Children: Maintenance

(asked on 22nd January 2020) - View Source

Question to the Ministry of Justice:

To ask the Secretary of State for Justice, what the average waiting time is for a Child Maintenance Service appeal to be heard under Her Majesty’s Courts & Tribunal Service in each court area in Wales.


Answered by
Chris Philp Portrait
Chris Philp
Minister of State (Home Office)
This question was answered on 27th January 2020

General information about waiting times for appeals in the First-tier Tribunal (Social Security and Child Support) (SSCS) are published at:

www.gov.uk/government/collections/tribunals-statistics

The table below contains the average waiting time for Child Maintenance appeals between July and September 2019 (the latest period for which data are available) at HM Courts & Tribunals Service (HMCTS) hearing venues in Wales1.

Average time (in weeks) taken to administer Child Maintenance appeals between July – September 2019 (the latest period for which figures are available)

Aberystwyth

~

Cardiff

59

Haverfordwest

~

Langstone, Newport

38

Llanelli

~

Port Talbot

42

Swansea

~

Wrexham

~

1 Wales SSCS Region

~ denotes five or fewer cases. If the number of disposals are five or fewer, the average disposal time is redacted.

Although care is taken when processing and analysing the data, the details are subject to inaccuracies inherent in any large-scale case management system and are the best data that are available. Data include appeals cleared with and without a Tribunal hearing.

Waiting times are calculated from receipt of an appeal to its final disposal. An appeal is not necessarily disposed of at its first hearing. The final disposal decision on the appeal may be reached after an earlier hearing had been adjourned (which may be directed by the judge for a variety of reasons, such as to seek further evidence), or after an earlier hearing date had been postponed (again, for a variety of reasons, often at the request of the appellant). An appeal may also have been decided at an earlier date by the First-tier Tribunal, only for the case to have gone on to the Upper Tribunal, to be returned once again to the First-tier, for its final disposal.

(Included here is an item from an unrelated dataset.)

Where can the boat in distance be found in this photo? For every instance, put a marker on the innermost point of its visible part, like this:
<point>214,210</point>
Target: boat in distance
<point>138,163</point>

HMCTS recognises it is important for appeals to be heard as quickly as possible, and is in the process of recruiting more judicial office holders to the SSCS jurisdiction in order to increase capacity and help to reduce waiting times for appellants. In 2018, 118 specialist members were appointed and trained to the jurisdiction, and an extra 129 fee-paid judges were appointed in 2019. The jurisdiction will also benefit from 114 salaried judges and 170 fee-paid judges being recruited across tribunals more widely.